Sensory analysis

"The human being as measurement instrument"

Sensory analysis is a technique that grew fast over the last years and that uses the human senses to characterize a product.

To evaluate the softness of a chocolate or the sweetness of an orange juice, the bitterness of a coffee or the liking of a package over another one, to determine when a door noise becomes unpleasant or which skin cream out of several is the easiest to spread, groups of persons are asked to transmit the information they get from their senses. The human being becomes a measurement instrument asked to quantify, compare, or score during tests what he has felt when observing, tasting, smelling, touching, or listening to different stimuli. He is at the heart of the system that has to designate and follow the ideal product.

 Judges

 

To yield precise results, this approach, based on the collection and computation of the sensations of an important number of persons, needs a rigorous environment, and a suitable computer tool with session organization, data collection and storage, and result computation.
With all these goals in mind BIOSYSTEMES has developed the FIZZ software solutions.
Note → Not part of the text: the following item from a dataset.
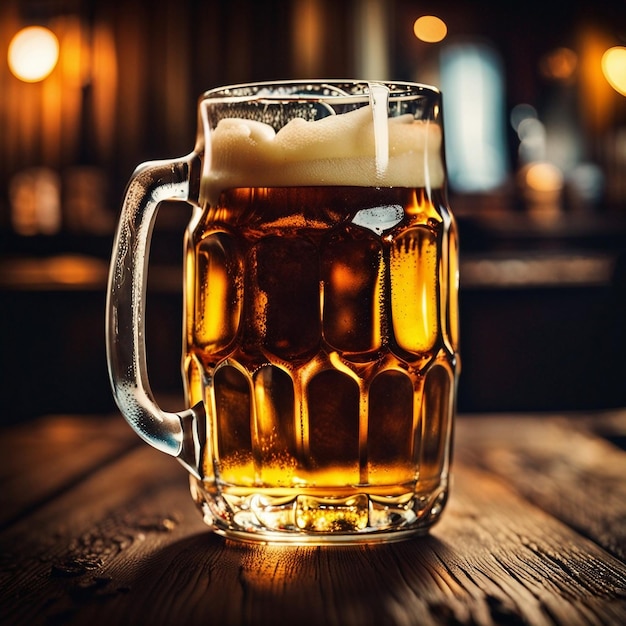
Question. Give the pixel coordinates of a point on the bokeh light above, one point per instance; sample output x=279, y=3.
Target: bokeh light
x=614, y=68
x=430, y=29
x=33, y=53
Various applications of sensory analysis

Today sensory analysis is an essential technique. Even if the main application domain is the food industry, no modern commercial approach can miss the input of this irreplaceable instrument, wich is often linked with consumer tests, whatever the nature of the product. The sensory characters of a product and / or its presentation must be taken in account right at the development stage, and be followed during production to guarantee the quality and the success of the product.
 

Quality control

In quality control, sensory analysis is a great ally to follow the sensory characteristics of the production, detect defects or the lack of consistency of a product.
 

Research
and
development

In R&D, it helps to understand the perception mechanisms of the stimuli, and the acceptability of the products.

 

Marketing

Used in marketing, it rationalizes the commercial approach using consumer surveys, preference and acceptability tests, and comparison with products form the competition.